A cadeia metalmecânica foi incluída recentemente entre as prioritárias em função do anúncio da instalação do estaleiro da Camargo Corrêa, orçado em US$ 170 milhões. O projeto para inclusão da cadeia petroquímica se deve a intenção da multinacional M&G em implantar um pólo de poliéster no Estado. Pelo menos 18 empresas do setor já indicaram a intenção de se instalar no Estado, segundo o governo. "Não acreditamos que apenas os benefícios fiscais determinem a atração do negócio, mas não podemos ficar atrás de outros Estados com políticas mais agressivas", afirma Valença.

O Rio Grande do Norte, por sua vez, decidiu criar novos incentivos fiscais para atrair empresas enquanto a legislação permite. "Aprovamos novas regras durante a convocação extraordinária da Assembléia Legislativa, no início do ano", afirma o secretário estadual de Desenvolvimento Econômico, João Maia. "Podemos oferecer até 99% de desconto sobre o ICMS devido ao Estado por um período de até 20 anos", acrescenta.

Além do incentivo fiscal concedido diretamente às empresas instaladas ou interessadas em se estabelecer no Rio Grande do Norte, o Estado também subsidia parte do preço do gás natural. A taxa paga ao Estado pela Petrobras, sob a forma de licenciamento ambiental para explorar petróleo e gás natural, é usada para subsidiar a venda do combustível às empresas.

Batizado de Progás, o programa prevê a redução de até 50% no preço final do gás. "O Rio Grande do Norte é riquíssimo em minerais, mas no caso das cerâmicas, por exemplo, toda a matéria-prima seguia para Santa Catarina. Graças aos incentivos temos pelo menos três casos de empresas que estão migrando para cá", conta Maia. O Rio Grande do Norte possui cerca de 200 projetos em análise. Nos últimos oito anos foram aprovados 67 projetos industriais.

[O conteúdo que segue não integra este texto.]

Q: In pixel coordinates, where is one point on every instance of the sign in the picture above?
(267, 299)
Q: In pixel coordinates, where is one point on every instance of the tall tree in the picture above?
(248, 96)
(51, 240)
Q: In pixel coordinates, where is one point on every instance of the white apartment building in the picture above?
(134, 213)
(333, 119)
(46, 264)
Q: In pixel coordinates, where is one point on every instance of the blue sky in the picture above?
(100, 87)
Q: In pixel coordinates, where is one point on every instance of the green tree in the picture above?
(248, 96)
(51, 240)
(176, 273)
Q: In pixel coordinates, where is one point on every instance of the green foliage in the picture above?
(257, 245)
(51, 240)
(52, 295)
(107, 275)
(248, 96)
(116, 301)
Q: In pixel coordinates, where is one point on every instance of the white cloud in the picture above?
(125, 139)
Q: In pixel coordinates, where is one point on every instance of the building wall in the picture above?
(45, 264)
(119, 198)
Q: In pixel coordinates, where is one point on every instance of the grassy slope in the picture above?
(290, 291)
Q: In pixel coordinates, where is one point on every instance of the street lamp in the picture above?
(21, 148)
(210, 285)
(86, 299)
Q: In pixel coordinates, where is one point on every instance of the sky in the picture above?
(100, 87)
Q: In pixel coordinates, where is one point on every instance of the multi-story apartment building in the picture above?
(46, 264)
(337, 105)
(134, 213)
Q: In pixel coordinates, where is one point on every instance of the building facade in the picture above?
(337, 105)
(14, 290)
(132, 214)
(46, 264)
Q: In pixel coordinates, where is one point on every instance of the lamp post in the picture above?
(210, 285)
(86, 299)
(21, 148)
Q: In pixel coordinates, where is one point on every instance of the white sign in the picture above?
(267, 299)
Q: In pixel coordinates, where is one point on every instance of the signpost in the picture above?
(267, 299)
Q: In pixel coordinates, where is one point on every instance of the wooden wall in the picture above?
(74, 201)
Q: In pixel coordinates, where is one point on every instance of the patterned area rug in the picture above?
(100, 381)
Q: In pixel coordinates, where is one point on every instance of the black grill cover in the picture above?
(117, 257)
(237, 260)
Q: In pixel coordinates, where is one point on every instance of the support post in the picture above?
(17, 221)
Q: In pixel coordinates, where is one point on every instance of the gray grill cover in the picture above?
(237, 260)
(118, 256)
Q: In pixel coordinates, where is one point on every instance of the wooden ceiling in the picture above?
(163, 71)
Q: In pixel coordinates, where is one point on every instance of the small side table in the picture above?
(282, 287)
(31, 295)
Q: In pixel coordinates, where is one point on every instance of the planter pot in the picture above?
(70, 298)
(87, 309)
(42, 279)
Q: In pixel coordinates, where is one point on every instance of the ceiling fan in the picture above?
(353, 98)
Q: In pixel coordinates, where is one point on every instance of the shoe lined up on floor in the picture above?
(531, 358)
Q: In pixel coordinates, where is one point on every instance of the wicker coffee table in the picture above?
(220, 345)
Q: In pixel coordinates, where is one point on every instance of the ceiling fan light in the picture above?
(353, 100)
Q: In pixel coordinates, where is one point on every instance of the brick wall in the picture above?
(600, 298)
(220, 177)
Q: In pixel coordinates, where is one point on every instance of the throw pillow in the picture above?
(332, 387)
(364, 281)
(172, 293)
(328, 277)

O Ceará não pretende alterar sua política de incentivos apenas para responder a novas vantagens oferecidas por outros Estados, afirma o secretário de Desenvolvimento Econômico do Estado, Régis Dias.

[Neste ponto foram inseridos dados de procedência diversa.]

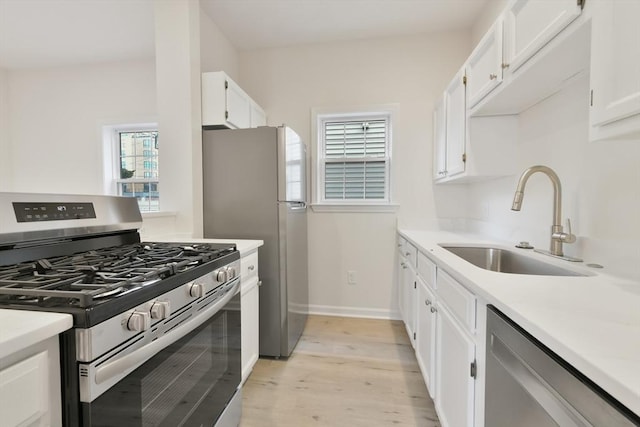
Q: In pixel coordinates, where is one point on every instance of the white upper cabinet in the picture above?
(258, 116)
(615, 69)
(238, 106)
(532, 50)
(530, 24)
(484, 66)
(456, 124)
(439, 139)
(226, 105)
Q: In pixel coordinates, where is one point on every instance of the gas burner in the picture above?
(86, 278)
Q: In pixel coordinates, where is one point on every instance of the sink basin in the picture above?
(506, 261)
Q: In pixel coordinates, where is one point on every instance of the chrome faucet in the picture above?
(558, 236)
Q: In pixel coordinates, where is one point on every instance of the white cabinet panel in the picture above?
(258, 116)
(23, 392)
(426, 319)
(530, 24)
(456, 124)
(615, 66)
(226, 105)
(439, 139)
(459, 300)
(238, 106)
(484, 66)
(455, 387)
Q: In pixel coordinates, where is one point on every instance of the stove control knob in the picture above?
(160, 310)
(221, 276)
(196, 290)
(138, 321)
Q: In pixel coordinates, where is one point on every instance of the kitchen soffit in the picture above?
(49, 33)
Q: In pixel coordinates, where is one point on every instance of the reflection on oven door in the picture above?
(187, 384)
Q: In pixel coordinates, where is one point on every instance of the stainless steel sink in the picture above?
(506, 261)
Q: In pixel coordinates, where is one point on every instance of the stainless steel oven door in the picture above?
(186, 383)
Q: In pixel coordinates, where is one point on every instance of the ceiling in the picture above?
(46, 33)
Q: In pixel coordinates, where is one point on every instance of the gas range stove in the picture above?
(92, 285)
(95, 267)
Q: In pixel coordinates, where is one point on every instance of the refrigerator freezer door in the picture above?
(292, 166)
(293, 272)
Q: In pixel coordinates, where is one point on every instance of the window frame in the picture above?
(111, 136)
(366, 113)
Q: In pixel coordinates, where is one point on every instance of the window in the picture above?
(354, 156)
(138, 160)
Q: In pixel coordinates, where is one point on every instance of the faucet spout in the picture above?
(557, 234)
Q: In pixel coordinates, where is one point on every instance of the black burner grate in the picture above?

O Ceará oferece até 75% de redução sobre o ICMS devido ao Estado para as empresas interessadas em instalar uma unidade no Estado, com validade por dez anos prorrogáveis por igual período. Dias diz que a política de incentivos cearense segue a determinação da legislação federal que prevê o término das concessões em 2014.

Além dos incentivos fiscais, também são concedidas vantagens como infra-estrutura (água, energia, gás natural), doação de terrenos e terraplanagem. "Parte dos incentivos é compensada pelo ICMS de outros setores, como energia e telefonia, além do pagamento da massa salarial. O ganho do Estado está nisso", explica.

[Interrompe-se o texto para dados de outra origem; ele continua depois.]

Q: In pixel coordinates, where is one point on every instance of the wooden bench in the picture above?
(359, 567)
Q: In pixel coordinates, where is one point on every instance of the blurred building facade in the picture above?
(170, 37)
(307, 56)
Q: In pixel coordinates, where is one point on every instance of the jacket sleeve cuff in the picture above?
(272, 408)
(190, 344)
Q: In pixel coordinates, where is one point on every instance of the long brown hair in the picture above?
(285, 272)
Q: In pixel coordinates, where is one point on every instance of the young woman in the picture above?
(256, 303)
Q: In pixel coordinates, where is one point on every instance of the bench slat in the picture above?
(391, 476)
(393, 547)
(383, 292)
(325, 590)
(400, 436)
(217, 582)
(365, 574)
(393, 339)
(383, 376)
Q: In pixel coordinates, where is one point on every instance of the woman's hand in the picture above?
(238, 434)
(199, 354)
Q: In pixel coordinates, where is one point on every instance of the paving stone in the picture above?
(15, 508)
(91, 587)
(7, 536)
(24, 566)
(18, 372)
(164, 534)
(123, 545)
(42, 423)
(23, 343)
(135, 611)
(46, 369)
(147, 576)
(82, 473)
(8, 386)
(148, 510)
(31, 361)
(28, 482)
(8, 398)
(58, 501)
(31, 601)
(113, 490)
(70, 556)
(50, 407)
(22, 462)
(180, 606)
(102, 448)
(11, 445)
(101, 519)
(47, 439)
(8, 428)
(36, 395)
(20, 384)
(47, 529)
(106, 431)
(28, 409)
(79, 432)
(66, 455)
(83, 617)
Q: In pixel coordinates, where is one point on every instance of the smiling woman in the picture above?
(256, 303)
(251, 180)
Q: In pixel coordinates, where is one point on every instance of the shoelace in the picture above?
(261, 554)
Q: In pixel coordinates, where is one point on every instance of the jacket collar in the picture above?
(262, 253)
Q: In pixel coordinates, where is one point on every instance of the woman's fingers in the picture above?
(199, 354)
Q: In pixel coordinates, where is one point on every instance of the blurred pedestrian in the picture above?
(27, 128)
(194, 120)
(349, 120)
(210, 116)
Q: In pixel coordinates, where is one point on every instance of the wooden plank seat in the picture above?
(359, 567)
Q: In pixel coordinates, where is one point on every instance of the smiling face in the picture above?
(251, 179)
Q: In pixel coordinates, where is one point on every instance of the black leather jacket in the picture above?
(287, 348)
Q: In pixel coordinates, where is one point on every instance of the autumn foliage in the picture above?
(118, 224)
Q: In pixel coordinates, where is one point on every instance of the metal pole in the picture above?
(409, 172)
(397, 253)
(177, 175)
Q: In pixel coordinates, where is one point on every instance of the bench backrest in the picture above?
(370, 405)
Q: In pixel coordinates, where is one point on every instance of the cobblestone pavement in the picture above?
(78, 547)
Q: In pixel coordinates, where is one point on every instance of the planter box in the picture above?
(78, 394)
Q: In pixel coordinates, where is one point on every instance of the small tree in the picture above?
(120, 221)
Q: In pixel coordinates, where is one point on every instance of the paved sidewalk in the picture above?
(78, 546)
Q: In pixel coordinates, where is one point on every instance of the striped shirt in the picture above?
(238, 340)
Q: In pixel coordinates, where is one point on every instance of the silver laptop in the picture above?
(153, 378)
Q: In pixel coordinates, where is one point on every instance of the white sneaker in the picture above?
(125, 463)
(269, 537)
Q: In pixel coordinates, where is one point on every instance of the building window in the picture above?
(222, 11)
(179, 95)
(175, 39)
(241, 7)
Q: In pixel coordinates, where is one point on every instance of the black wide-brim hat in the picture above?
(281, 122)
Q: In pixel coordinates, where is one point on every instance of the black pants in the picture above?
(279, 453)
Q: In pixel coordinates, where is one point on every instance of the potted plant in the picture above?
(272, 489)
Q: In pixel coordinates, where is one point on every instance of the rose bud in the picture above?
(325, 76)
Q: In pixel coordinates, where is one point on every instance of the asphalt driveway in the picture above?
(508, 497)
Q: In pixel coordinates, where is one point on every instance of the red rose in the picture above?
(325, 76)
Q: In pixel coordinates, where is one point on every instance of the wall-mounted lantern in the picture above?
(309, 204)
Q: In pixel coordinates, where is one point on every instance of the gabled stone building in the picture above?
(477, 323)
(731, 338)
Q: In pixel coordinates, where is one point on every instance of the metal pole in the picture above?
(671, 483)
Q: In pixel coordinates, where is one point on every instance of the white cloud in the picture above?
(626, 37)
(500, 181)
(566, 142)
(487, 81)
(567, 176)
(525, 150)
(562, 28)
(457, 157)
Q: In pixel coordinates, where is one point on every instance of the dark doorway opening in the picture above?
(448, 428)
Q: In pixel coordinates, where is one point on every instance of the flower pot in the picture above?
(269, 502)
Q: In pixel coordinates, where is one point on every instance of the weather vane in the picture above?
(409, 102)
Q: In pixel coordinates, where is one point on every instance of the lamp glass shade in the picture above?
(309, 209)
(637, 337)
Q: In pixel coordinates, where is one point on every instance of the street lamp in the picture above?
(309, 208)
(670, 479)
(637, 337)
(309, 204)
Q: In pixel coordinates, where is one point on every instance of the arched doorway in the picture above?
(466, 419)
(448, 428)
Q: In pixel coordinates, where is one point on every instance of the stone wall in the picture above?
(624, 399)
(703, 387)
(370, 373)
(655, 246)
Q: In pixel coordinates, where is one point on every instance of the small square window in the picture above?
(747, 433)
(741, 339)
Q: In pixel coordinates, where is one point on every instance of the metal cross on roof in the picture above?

O fim da guerra fiscal já foi muito criticado pelos Estados do Nordeste, mas a situação hoje é oposta, diz o secretário da Indústria, Comércio, Ciência e Tecnologia de Sergipe, Tácito Faro. Além de equilibrar mais as oportunidades de atração de empresas, argumenta o secretário, os Estados nordestinos ficaram satisfeitos com a sinalização do governo federal de criação de um fundo de desenvolvimento regional. "Esse dinheiro virá ‘carimbado´ para ser usado apenas em obras de infra-estrutura", disse ele. "É uma boa compensação."

O programa de incentivo de Sergipe oferece diferimento de ICMS com percentual máximo de 92% e prazo máximo de dez anos – em alguns casos ele pode chegar a 15 anos, dependendo do porte do empreendimento e de sua localização. Há apoio para a instalação de infra-estrutura, para abastecimento com gás natural, mas sem desconto no preço.